To start, where have I been... (you probably don't care but I am still going to say). Since March it has been non stop with university final deadlines and essays which were due as well as working on my radio show "The Girl Power Hour". That was soon followed by Parklife, moving houses at uni, coming back home for summer to spend time with family and just working to make money for summer.... when you are endlessly busy, month after month you don't realise that you've neglected something. Sadly for me it was my blog, but it certainly doesn't mean I am not passionate anymore. If anything having a break keeps me motivated and fresh minded with new ideas to grow my blog even more.
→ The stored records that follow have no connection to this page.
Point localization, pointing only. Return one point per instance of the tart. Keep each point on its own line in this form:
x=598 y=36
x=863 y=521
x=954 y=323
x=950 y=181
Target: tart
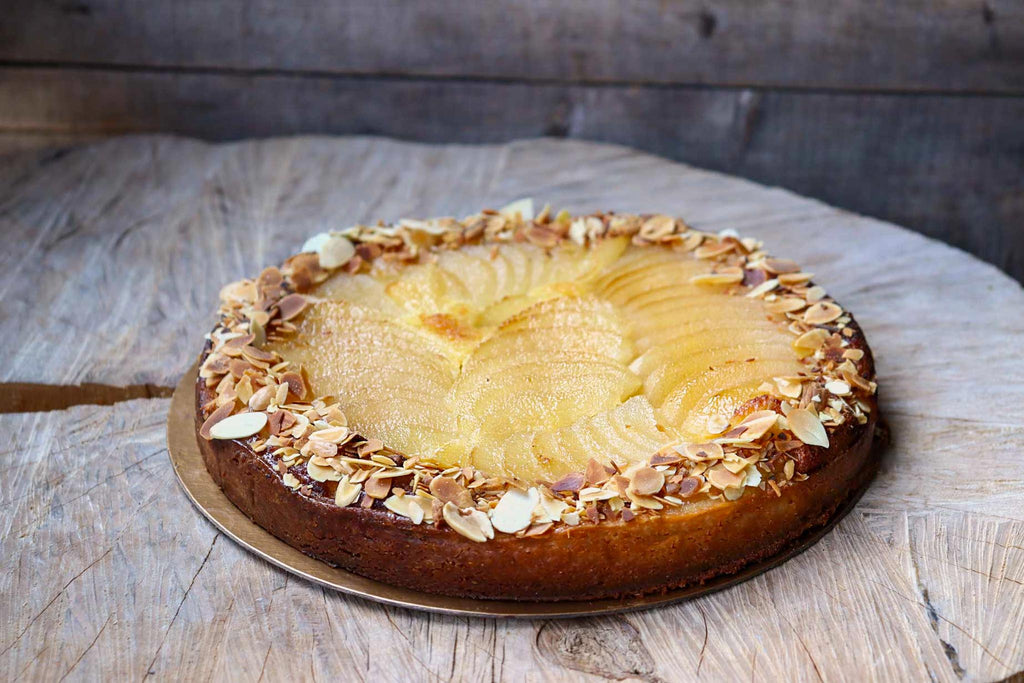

This leads me on to why I stopped writing. From July on, I had time to blog but my head just wasn't in the right frame of mind. My neglect to my blog became like a niggling sensation of guilt. The longer I have stayed away, the harder is has been to get back in to it. Every day I kept thinking “oh I’ll do it tomorrow” or “I’ll pick it up again next week!” – that turned into “well, does anyone even care anyway?”. Any idea I did I have I felt it was “crap”which led me in to constant overthinking. I wanted everything I put out to be perfect. Perfectionism, too, is such a problem. It stops me from posting because I’m constantly worrying it’s just not good enough. But good enough is often much greater than I think it is.
AND
Now that I am back... I am putting all of this aside and getting back to the root of why I started blogging in the first place - I LOVE writing and sharing my ideas, lifestyle hacks and photos of my life -- so here I am. I’m back (I hope).